La pétromonarchie saoudienne aurait incité Donald Trump à s'allier avec Israël pour frapper Téhéran, un choix aux conséquences incertaines.
Par Matthieu Le Gall
La situation au Moyen-Orient connaît un bouleversement sans précédent. La décision d'Américains et Israéliens d'agir contre le régime iranien a eu des répercussions qui résonnent à travers toute la région. Comme rapporté par La Nouvelle République, cette offensive a entraîné la destruction des relations géopolitiques complexes qui ont longtemps défini ce secteur du monde.

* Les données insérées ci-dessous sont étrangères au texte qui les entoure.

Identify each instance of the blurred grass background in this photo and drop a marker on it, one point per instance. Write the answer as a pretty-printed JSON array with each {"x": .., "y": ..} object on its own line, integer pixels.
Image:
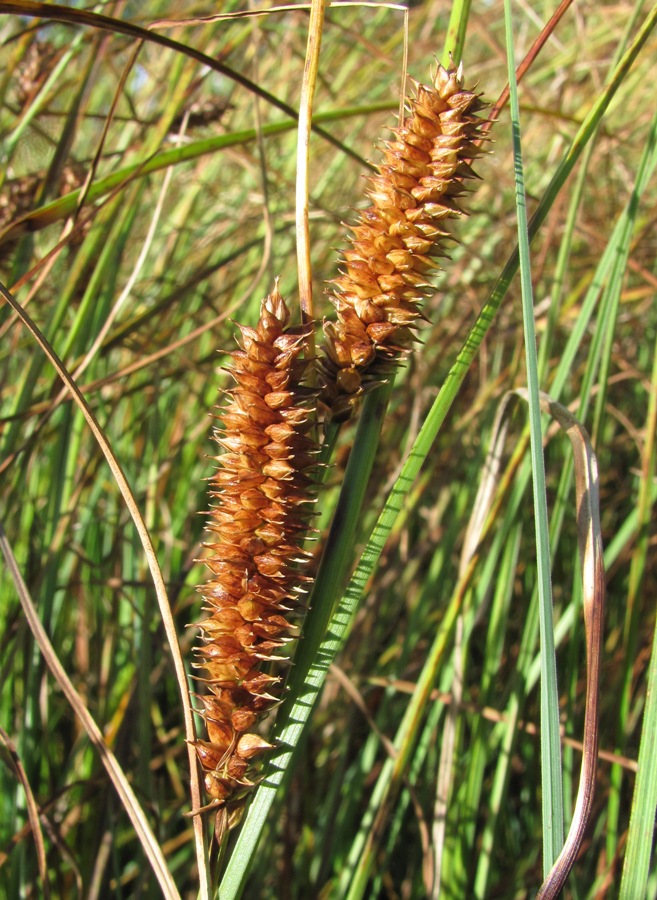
[{"x": 143, "y": 290}]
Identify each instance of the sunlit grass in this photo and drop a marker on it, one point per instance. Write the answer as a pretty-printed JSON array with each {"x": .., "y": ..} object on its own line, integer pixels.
[{"x": 197, "y": 235}]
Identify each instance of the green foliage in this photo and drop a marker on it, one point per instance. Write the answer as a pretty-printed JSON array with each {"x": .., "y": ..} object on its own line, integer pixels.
[{"x": 421, "y": 754}]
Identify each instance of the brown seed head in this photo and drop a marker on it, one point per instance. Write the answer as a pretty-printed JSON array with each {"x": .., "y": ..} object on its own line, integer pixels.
[
  {"x": 262, "y": 489},
  {"x": 385, "y": 273}
]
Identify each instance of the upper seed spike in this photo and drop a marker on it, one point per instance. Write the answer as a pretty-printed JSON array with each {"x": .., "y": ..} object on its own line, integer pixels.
[{"x": 394, "y": 245}]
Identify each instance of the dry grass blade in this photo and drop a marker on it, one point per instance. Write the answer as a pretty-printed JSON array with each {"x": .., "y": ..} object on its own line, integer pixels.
[
  {"x": 156, "y": 574},
  {"x": 590, "y": 547},
  {"x": 310, "y": 71},
  {"x": 131, "y": 804},
  {"x": 32, "y": 808},
  {"x": 593, "y": 592}
]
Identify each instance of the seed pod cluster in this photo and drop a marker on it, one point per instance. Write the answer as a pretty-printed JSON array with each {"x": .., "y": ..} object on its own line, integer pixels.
[
  {"x": 262, "y": 486},
  {"x": 394, "y": 245}
]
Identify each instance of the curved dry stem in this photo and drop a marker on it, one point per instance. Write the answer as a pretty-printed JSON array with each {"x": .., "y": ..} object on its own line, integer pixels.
[
  {"x": 132, "y": 806},
  {"x": 310, "y": 70},
  {"x": 32, "y": 808},
  {"x": 156, "y": 574}
]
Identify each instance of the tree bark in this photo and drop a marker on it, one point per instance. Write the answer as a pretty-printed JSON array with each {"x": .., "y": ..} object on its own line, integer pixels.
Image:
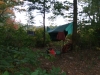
[{"x": 74, "y": 36}]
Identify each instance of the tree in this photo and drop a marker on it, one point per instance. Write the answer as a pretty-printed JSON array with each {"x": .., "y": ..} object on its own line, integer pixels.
[{"x": 74, "y": 36}]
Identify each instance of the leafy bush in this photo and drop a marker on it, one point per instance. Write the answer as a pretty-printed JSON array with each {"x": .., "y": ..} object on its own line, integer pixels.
[{"x": 12, "y": 57}]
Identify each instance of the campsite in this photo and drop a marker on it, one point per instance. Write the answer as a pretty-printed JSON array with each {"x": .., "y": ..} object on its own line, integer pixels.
[
  {"x": 84, "y": 60},
  {"x": 30, "y": 48}
]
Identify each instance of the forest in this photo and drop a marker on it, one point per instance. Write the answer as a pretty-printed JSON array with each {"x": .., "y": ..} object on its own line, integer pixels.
[{"x": 23, "y": 48}]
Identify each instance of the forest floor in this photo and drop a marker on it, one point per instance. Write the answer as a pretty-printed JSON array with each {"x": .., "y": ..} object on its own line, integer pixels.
[{"x": 78, "y": 62}]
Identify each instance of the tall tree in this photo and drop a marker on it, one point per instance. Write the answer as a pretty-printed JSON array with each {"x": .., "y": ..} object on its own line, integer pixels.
[{"x": 74, "y": 36}]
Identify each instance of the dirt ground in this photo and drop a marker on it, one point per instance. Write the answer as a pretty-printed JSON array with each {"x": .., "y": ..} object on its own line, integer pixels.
[{"x": 78, "y": 62}]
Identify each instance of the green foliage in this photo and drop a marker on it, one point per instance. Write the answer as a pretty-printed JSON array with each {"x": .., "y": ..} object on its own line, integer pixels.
[
  {"x": 39, "y": 37},
  {"x": 14, "y": 57},
  {"x": 39, "y": 71}
]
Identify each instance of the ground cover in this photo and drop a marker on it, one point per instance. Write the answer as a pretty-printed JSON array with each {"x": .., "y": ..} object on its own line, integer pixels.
[{"x": 76, "y": 62}]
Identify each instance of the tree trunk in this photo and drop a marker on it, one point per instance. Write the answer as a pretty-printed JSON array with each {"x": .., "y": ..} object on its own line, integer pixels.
[
  {"x": 74, "y": 36},
  {"x": 44, "y": 23}
]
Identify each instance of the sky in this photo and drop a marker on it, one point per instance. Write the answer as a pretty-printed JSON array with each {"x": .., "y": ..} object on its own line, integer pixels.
[{"x": 21, "y": 17}]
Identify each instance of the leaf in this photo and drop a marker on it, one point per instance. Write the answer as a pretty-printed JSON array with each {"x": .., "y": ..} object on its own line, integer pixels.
[{"x": 5, "y": 73}]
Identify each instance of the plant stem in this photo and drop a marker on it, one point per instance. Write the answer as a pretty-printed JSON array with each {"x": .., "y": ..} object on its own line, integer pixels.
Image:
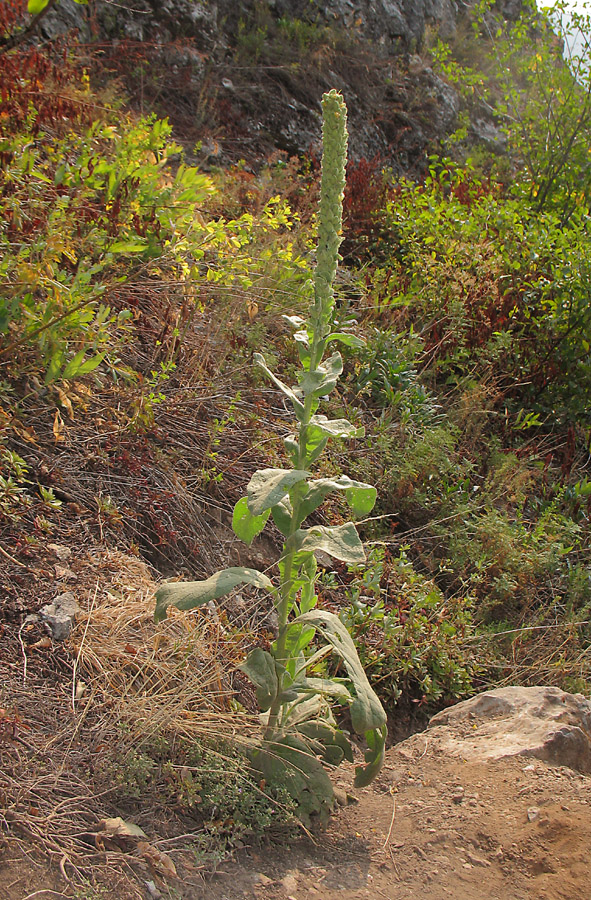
[{"x": 334, "y": 157}]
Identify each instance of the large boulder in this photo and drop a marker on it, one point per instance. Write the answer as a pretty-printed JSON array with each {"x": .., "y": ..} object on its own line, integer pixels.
[{"x": 541, "y": 722}]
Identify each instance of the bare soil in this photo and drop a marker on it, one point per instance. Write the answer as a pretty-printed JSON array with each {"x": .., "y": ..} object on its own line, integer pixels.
[{"x": 429, "y": 827}]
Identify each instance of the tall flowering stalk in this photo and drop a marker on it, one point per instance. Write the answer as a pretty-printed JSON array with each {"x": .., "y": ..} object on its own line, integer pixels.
[{"x": 299, "y": 730}]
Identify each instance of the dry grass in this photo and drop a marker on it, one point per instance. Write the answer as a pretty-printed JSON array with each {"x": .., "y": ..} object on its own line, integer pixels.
[{"x": 120, "y": 681}]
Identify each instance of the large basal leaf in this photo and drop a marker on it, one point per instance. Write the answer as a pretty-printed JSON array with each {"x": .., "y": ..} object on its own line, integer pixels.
[
  {"x": 260, "y": 668},
  {"x": 245, "y": 525},
  {"x": 361, "y": 497},
  {"x": 191, "y": 594},
  {"x": 367, "y": 713},
  {"x": 323, "y": 379},
  {"x": 332, "y": 744},
  {"x": 268, "y": 486},
  {"x": 340, "y": 541},
  {"x": 288, "y": 764}
]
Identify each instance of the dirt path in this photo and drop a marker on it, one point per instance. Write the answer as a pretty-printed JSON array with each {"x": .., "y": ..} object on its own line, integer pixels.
[{"x": 432, "y": 828}]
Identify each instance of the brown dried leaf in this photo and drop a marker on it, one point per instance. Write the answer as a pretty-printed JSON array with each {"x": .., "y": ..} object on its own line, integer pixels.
[
  {"x": 58, "y": 427},
  {"x": 159, "y": 860}
]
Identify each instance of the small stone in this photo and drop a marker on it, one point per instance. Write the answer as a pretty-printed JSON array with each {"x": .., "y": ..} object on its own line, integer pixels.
[
  {"x": 60, "y": 551},
  {"x": 60, "y": 615},
  {"x": 290, "y": 882}
]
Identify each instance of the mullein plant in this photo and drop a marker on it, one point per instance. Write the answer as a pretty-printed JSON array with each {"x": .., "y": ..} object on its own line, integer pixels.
[{"x": 300, "y": 737}]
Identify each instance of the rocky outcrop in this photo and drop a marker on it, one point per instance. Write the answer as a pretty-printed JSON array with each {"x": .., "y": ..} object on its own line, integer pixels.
[
  {"x": 539, "y": 722},
  {"x": 218, "y": 69}
]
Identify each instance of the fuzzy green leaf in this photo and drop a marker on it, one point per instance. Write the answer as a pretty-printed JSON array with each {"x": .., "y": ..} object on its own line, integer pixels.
[
  {"x": 367, "y": 713},
  {"x": 348, "y": 340},
  {"x": 78, "y": 366},
  {"x": 191, "y": 594},
  {"x": 260, "y": 668},
  {"x": 289, "y": 392},
  {"x": 336, "y": 427},
  {"x": 288, "y": 764},
  {"x": 374, "y": 756},
  {"x": 245, "y": 525},
  {"x": 268, "y": 486},
  {"x": 282, "y": 516},
  {"x": 323, "y": 379},
  {"x": 360, "y": 496},
  {"x": 340, "y": 541}
]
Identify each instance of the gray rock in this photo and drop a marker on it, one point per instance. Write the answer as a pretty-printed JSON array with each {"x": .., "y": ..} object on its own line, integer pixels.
[
  {"x": 59, "y": 616},
  {"x": 541, "y": 722}
]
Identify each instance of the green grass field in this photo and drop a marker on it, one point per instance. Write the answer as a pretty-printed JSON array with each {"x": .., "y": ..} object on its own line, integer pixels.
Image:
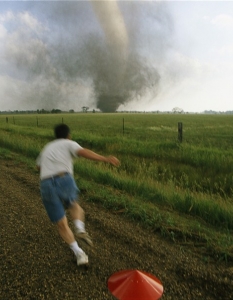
[{"x": 184, "y": 190}]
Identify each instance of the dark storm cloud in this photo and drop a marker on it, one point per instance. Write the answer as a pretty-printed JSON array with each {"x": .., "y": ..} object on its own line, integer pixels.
[{"x": 70, "y": 51}]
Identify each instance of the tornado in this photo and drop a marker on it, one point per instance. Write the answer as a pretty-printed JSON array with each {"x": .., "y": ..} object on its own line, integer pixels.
[{"x": 109, "y": 81}]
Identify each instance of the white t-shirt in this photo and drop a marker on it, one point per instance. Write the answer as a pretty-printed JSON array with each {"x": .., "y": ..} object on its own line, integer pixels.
[{"x": 56, "y": 157}]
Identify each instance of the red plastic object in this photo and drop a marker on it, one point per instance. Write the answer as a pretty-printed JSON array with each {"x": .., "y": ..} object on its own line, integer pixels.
[{"x": 135, "y": 285}]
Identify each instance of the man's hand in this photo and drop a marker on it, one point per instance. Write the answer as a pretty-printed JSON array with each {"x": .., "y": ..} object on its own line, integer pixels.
[{"x": 113, "y": 161}]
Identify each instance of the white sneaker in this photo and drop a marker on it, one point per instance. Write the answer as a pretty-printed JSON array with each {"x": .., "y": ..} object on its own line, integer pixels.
[
  {"x": 82, "y": 259},
  {"x": 85, "y": 237}
]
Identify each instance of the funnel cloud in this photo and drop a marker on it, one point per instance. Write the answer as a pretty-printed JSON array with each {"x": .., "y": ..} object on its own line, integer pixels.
[{"x": 92, "y": 53}]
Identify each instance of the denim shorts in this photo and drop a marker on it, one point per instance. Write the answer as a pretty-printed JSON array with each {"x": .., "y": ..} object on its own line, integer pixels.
[{"x": 58, "y": 193}]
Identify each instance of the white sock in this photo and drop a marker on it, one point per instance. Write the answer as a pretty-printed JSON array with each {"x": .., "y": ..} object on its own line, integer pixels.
[
  {"x": 75, "y": 248},
  {"x": 80, "y": 225}
]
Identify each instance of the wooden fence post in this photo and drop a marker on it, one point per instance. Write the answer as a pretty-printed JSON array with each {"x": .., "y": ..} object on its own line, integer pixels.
[{"x": 180, "y": 131}]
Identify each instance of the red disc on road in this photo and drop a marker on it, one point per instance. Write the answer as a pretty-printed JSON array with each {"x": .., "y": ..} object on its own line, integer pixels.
[{"x": 135, "y": 285}]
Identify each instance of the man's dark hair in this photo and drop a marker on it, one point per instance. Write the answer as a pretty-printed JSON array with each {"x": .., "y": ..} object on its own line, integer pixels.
[{"x": 61, "y": 131}]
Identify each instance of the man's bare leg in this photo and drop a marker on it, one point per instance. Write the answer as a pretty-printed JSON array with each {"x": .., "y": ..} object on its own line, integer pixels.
[
  {"x": 76, "y": 212},
  {"x": 77, "y": 215},
  {"x": 68, "y": 236}
]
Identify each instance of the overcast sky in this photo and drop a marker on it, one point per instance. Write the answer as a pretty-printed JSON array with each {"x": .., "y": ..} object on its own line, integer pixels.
[{"x": 166, "y": 54}]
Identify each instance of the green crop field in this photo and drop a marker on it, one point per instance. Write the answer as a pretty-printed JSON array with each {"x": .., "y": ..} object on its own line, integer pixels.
[{"x": 182, "y": 189}]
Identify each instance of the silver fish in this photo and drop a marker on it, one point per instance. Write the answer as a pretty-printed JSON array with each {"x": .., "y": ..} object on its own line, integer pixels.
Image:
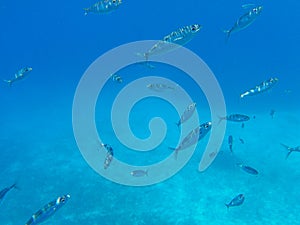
[
  {"x": 245, "y": 20},
  {"x": 262, "y": 87},
  {"x": 247, "y": 169},
  {"x": 236, "y": 201},
  {"x": 230, "y": 142},
  {"x": 19, "y": 75},
  {"x": 139, "y": 173},
  {"x": 48, "y": 210},
  {"x": 188, "y": 112},
  {"x": 116, "y": 78},
  {"x": 193, "y": 137},
  {"x": 291, "y": 149},
  {"x": 4, "y": 191},
  {"x": 235, "y": 118},
  {"x": 174, "y": 40},
  {"x": 109, "y": 155},
  {"x": 103, "y": 6},
  {"x": 160, "y": 87}
]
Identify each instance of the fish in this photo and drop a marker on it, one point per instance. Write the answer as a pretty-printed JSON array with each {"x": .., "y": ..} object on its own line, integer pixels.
[
  {"x": 109, "y": 155},
  {"x": 236, "y": 201},
  {"x": 19, "y": 75},
  {"x": 272, "y": 113},
  {"x": 160, "y": 87},
  {"x": 235, "y": 118},
  {"x": 248, "y": 169},
  {"x": 116, "y": 78},
  {"x": 103, "y": 7},
  {"x": 139, "y": 173},
  {"x": 48, "y": 210},
  {"x": 244, "y": 21},
  {"x": 188, "y": 112},
  {"x": 193, "y": 137},
  {"x": 4, "y": 191},
  {"x": 230, "y": 142},
  {"x": 242, "y": 140},
  {"x": 173, "y": 40},
  {"x": 291, "y": 149},
  {"x": 262, "y": 87},
  {"x": 246, "y": 6}
]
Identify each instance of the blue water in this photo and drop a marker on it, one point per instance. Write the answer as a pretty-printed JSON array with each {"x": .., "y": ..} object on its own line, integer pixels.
[{"x": 38, "y": 150}]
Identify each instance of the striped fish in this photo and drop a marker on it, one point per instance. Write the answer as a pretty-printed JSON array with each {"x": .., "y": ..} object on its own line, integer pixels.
[
  {"x": 19, "y": 75},
  {"x": 193, "y": 137},
  {"x": 245, "y": 20},
  {"x": 262, "y": 87},
  {"x": 235, "y": 118},
  {"x": 188, "y": 112},
  {"x": 247, "y": 169},
  {"x": 48, "y": 210},
  {"x": 103, "y": 6},
  {"x": 109, "y": 155},
  {"x": 172, "y": 41}
]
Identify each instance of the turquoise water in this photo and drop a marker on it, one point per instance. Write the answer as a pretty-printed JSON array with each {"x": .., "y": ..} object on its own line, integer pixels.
[{"x": 39, "y": 151}]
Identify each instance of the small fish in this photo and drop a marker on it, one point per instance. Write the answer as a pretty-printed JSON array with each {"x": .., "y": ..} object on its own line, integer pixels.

Dans le tumulte des premiers jours de ce nouveau conflit, la question se pose : quel rôle l'Arabie saoudite a-t-elle joué dans cette escalade? Selon le Washington Post, que les autorités saoudiennes ont démenti, le prince héritier Mohamed ben Salmane aurait entretenu un discours dichotomique. Tandis qu'en public il plaidait pour la diplomatie, en coulisses, il aurait pressé Trump de bombarder l'Iran en arguant que ce dernier regagnait ses forces.
Cependant, les conséquences immédiates de la guerre soulèvent des inquiétudes majeures. La violence qui s'est abattue sur la péninsule arabique compromet les rêves de paix chers à « MBS », alors que l'Arabie saoudite devient elle-même une cible. À long terme, cette initiative risque de miner les soutiens traditionnels de Washington au Moyen-Orient, laissant entrevoir un avenir fortement incertain. L'émergence d'un climat de conflit pourrait bien avoir ouvert une boîte de Pandore dont il sera difficile de refermer le couvercle.